D’Angers à Sémur-en-Auxois (21)

D’Angers à Sémur en Auxois

du 3 au 10 mai 2021

Nous sommes le mardi 11 mai 2021 et cela fait une semaine que je suis parti de Rennes. 

Le temps n’a pas vraiment été clément et j’ai roulé plusieurs heures sous la pluie. Fort heureusement, le vent ne m’a jamais été vraiment défavorable même si parfois il a été désagréable notamment quand il me poussait sur le côté. Paradoxalement, j’ai eu des coups de soleil.

Toutefois, même si les températures étaient fraîches, elles me convenaient parfaitement, notamment quand je transpirais dans les côtes. Lorsque les chaleur arriveront, je pense que je regretterais cette semaine.

D’Angers à Vierzon, la route était plutôt tranquille mais ensuite, les choses se sont corsées. Je passais mes journées à descendre et à monter. La récompense était à la hauteur des efforts fournis puisque j’ai pu admirer les coteaux de Menetou-Salon ou encore ceux de Sancerre. J’ai d’ailleurs passer une journée de repos en ce lieu, au bord de la Loire et sous un soleil radieux qui m’a permis de recharger les batteries. Ensuite, j’ai rejoint Vézelay que j’avais déjà vu lors d’un tour de Bourgogne que j’avais fait à  vélo précédemment. J’en ai vraiment bavé pour rejoindre ce lieu de pèlerinage. Je savais que le Morvan n’allait pas être de tout repos et je n’ai pas été déçu mais cela valait largement la peine. Les endroits les plus rudes sont généralement les plus beaux. Et cela a continué le lendemain en allant vers la jolie ville de Sémur en Auxois.

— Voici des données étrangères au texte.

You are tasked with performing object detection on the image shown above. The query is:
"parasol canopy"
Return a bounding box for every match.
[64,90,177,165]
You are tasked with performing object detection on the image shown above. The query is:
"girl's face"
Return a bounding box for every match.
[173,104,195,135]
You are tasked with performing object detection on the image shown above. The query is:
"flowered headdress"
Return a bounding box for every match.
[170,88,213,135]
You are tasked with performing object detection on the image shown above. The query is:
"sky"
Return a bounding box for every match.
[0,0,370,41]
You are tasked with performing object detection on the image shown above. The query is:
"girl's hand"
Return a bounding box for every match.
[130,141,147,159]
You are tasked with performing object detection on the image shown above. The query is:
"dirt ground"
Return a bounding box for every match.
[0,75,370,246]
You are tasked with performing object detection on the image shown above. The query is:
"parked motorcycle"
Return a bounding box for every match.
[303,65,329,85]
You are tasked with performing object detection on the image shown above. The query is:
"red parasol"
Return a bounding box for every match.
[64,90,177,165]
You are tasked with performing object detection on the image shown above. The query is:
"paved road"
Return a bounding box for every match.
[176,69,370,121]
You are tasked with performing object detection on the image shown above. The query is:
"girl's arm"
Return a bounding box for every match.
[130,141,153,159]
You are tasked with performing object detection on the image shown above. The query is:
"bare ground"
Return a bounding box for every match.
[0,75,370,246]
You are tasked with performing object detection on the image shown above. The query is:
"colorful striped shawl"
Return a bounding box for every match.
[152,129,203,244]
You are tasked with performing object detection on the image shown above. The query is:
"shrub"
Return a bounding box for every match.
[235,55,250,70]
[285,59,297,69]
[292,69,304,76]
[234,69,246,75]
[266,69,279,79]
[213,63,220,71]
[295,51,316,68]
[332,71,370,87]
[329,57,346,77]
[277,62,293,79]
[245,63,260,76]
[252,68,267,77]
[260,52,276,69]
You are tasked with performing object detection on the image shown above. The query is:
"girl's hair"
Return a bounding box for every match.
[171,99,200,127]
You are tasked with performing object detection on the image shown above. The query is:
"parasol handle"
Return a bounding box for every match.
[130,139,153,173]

Les bords de Loire vers Tours

Sur la route j’ai réussi à me faire vacciner vite fait bien fait dans un lieu sans âme situé dans la banlieue de Tours. Bien évidemment, j’étais totalement indifférent au fait de me faire vacciner. Ma seule motivation était de recevoir le fameux passeport sanitaire. J’espère bien que cela m’ouvrira des frontières et  m’évitera des problèmes. Quant à la seconde de dose, j’ai prévu de la faire autour de la Saint-Glinglin, de préférence en fin de matinée. Si on reçoit la première dose dans un endroit A alors la seconde dose doit impérativement être reçue dans le même endroit. C’est absurde, mais c’est ce qui fait le sel de la France. Quoi qu’il en soit, je ne m’en tiendrai qu’à une première dose. C’est la 6e injection que je reçois en moins de 2 mois (3 injections pour le rabique, 1 injection pour l’hépatite b, 1 injection pour la rubéole coqueluche etc et le COVID. J’ai reçu tellement d’injections ces deux derniers mois que mes bras vont ressembler à ceux d’un toxicomane.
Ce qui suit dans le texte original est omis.